Run FREQUENCIES for the following variables. Once you have selected the variables click on the “Statistics” button and check the boxes for mode, median, and mean. Then click on “Continue” and click on the “Charts” button. Select “Histogram” and check the box for “Show normal curve on histograms.” Then click on “Continue.” That will take you back to the screen where you selected the variables. Click on “OK” and SPSS will open the Output window and display the results of what you requested. For each variable write a sentence or two indicating which measure(s) of central tendency would be appropriate to use to describe the center of the distribution and what the values of those statistics mean.

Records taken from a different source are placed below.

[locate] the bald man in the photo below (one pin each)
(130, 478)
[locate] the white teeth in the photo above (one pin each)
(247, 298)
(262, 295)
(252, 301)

Part III – Measures of Dispersion or Variation
Dispersion or variation refers to the degree that values in a distribution are spread out or dispersed. The measures of dispersion that we’re going to discuss are appropriate for interval and ratio level variables (see Exercise STAT1S). We’re going to discuss four such measures – the range, the inter-quartile range, the variance, and the standard deviation.
The range is the difference between the highest and the lowest values in the distribution. Run FREQUENCIES for d1_age and compute the range by looking at the frequency distribution. You can also ask SPSS to compute it for you. Click on “Statistics” and then click on “Range.” You should get 71 which is 89 – 18. The range is not a very stable measure since it depends on the two most extreme values – the highest and lowest values. These are the values most likely to change from sample to sample.
A more stable measure of dispersion is the interquartile range which is the difference between the third quartile (Q3) and the first quartile (Q1). The third quartile is the same thing as the seventy-fifth percentile which is the value that has 25% of the cases above it and 75% of the cases below it. The first quartile is the same as the twenty-fifth percentile which is the value that has 75% of the cases above it and 25% of the cases below it. SPSS will calculate Q3 and Q1 for you. Click on the “Statistics” button and then click on “Quartiles” in the “Percentiles” box in the upper left. Once you know Q3 and Q1 you can calculate the interquartile range by subtracting Q1 from Q3. Since it’s not based on the most extreme values it will be more stable from sample to sample. Go back to SPSS and calculate Q3 and Q1 for d1_age and then calculate the interquartile range. Q3 will equal 60 and Q1 will equal 33 and the interquartile range will equal 60 – 33 or 27.
The variance is the sum of the squared deviations from the mean divided by the number of cases minus 1 and the standard deviation is just the square root of the variance. Your instructor may want to go into more detail on how to calculate the variance by hand. SPSS will also calculate it for you. Click on the “Statistics” button and then click on “Variance” and on “Standard deviation.” The variance should equal 297.29 and the standard deviation will equal 17.242.
The variance and the standard deviation can never be negative. A value of 0 means that there is no variation or dispersion at all in the distribution. All the values are the same. The more variation there is, the larger the variance and standard deviation.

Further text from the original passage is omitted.